Здесь уместно вспомнить симулянтов из “Золотого теленка”, ищущих себе диагнозы в книгах по психиатрии. Хармс, судя по его записным книжкам, читал и такого рода литературу – но по большей части не в 30-е годы, а в юности (мы упоминали об этом во 2-й главе нашей книги) и явно без дальнего умысла. Ему помогло другое – прежде всего писательское мастерство и интуиция. Он и видавших виды психиатров сумел “поставить перед такой очевидностью, что они пикнуть не посмели”. Он знал, что неожиданная деталь воздействует на читателя лучше, чем каша из наворачивающихся друг на друга образов.
Впрочем, сухая справка, выданная нервно-психиатрическим диспансером Василеостровского района, опровергает выразительный рассказ жены писателя. Она гласит, что гражданин Ювачев-Хармс Даниил Иванович находился на обследовании с 29 сентября по 5 октября 1939 года.
За время пребывания отмечено: бредовые идеи изобретательства, отношения и преследования. Считает свои мысли “открытыми и наружными”, если не носит вокруг головы повязки или ленты, проявлял страх перед людьми, имел навязчивые движения и повторял услышанное. Выписан был без перемен [372] .
372
Цит. по: “…Сборище друзей, оставленных судьбою”. Т. 1. С. 615.
Другими словами, белая птичка была лишь последним штрихом мастера. Диагноз: шизофрения. 3 декабря, через четыре дня после начала Зимней войны Хармс получил освобождение от призыва. Справка о болезни помогла и еще раз: Литфонд, снизойдя к инвалидности Хармса, списал его долг. Долг составлял 199 рублей – к давним 150 прибавились 25 рублей за пользование автомобилем Союза, а также пеня. Даниил Иванович получил передышку на полтора года – последнюю в своей жизни. Впрочем, как раз про эти полтора года его жизни нам почти ничего не известно. В мае 1940 года Хармс, как мы уже упоминали, похоронил отца, тогда же навещал Ахматову, а летом куда-то уезжал “по семейному делу” из Ленинграда. Что это могло быть за дело? Может быть, он навещал находившихся в ссылке родителей жены? Во всяком случае, он проездом побывал в Москве, останавливался у Харджиева, обедал с ним в “Национале”. По словам Николая Ивановича, это была его последняя встреча с Хармсом.
Среди написанного Хармсом в последний период его творчества, в 1939–1941 годах, вершиной является, несомненно, “Старуха”. В каком-то смысле это вершина всего его творчества и конечно же одна из вершин русской прозы 1930-х годов, эпохи Набокова и Платонова. Нигде прежде Хармсу не удавалось достичь такой отчетливости, такого “порядка”, как сказал бы сам он несколькими годами раньше.
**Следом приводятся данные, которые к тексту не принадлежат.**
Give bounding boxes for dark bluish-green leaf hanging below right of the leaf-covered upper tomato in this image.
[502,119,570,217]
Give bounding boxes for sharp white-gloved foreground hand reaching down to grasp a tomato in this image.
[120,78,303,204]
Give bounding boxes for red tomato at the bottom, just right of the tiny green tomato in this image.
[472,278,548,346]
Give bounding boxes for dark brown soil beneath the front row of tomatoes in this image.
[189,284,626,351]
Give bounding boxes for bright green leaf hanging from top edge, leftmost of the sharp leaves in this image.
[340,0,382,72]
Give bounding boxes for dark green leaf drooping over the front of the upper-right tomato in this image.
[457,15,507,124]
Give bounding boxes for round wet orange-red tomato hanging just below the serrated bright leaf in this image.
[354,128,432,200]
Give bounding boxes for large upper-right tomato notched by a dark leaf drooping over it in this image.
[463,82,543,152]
“Старуха” сконцентрировала в себе едва ли не все мотивы и образы, присутствовавшие в это время в сознании Хармса: условность и уничтожимость времени, дети и старики как чуждые и враждебные существа, ожидание чуда, страх смерти и преследования, эротическая неудовлетворенность.
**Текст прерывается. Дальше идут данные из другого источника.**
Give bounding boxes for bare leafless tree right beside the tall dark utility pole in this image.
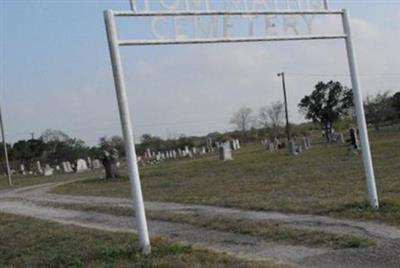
[258,102,284,137]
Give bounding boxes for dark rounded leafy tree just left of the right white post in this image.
[298,81,353,142]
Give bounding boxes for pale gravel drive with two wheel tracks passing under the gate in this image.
[0,182,400,268]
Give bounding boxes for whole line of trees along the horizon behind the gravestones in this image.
[0,81,400,172]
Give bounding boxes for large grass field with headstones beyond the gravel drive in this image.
[56,131,400,225]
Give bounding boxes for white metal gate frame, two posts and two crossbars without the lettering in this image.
[104,1,379,254]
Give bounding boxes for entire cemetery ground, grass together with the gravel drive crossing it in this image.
[0,130,400,267]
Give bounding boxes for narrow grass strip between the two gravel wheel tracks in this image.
[33,202,376,249]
Традиционная сюжетная логика, как определил ее Чехов, гласит: если на сцене висит ружье, в пятом акте оно должно выстрелить. Набоков уточнил: если на сцене висит ружье, в пятом акте оно должно дать осечку. Но короткая повесть Хармса полна “ружей”, которые и не стреляют, и не осекаются. Очень многие эпизоды “Старухи” как будто повисают в воздухе, не получают продолжения:
Я отпер дверь и вошел в коридор. В конце коридора горел свет, и Марья Васильевна, держа в руке какую-то тряпку, терла по ней другой тряпкой. Увидев меня, Марья Васильевна крикнула:
– Ваш шпрашивал какой-то штарик!
– Какой старик? – сказал я.
– Не жнаю, – ответила Марья Васильевна.
– Когда это было? – спросил я.
– Тоже не жнаю, – сказала Марья Васильевна.
– Вы разговаривали со стариком? – спросил я Марью Васильевну.
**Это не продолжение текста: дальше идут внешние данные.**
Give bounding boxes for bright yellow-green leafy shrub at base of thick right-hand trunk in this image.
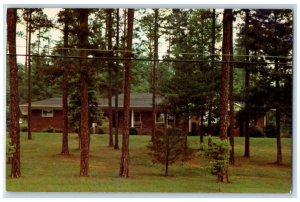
[200,136,231,176]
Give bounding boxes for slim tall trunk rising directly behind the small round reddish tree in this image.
[151,9,158,140]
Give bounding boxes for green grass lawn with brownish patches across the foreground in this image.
[6,133,292,193]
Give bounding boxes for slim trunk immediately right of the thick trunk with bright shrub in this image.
[229,15,234,165]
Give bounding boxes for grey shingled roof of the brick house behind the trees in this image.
[20,93,163,115]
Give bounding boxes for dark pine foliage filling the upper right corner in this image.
[239,9,293,132]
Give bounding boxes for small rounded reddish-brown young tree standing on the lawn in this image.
[148,128,187,176]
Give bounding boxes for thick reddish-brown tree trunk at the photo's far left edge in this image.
[7,8,21,178]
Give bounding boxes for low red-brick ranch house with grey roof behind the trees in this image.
[20,93,265,136]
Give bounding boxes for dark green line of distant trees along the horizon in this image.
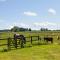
[0,26,60,32]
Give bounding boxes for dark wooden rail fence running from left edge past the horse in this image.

– Я, – отвечала Марья Васильевна.
– Так как же вы не знаете, когда это было? – сказал я.
– Чиша два тому нажад, – сказала Марья Васильевна.
– А как этот старик выглядел? – спросил я.
– Тоже не жнаю, – сказала Марья Васильевна и ушла на кухню.
Я пошел к своей комнате.
“Вдруг, – подумал я, – старуха исчезла. Я войду в комнату, а старухи-то и нет. Боже мой! Неужели чудес не бывает?!”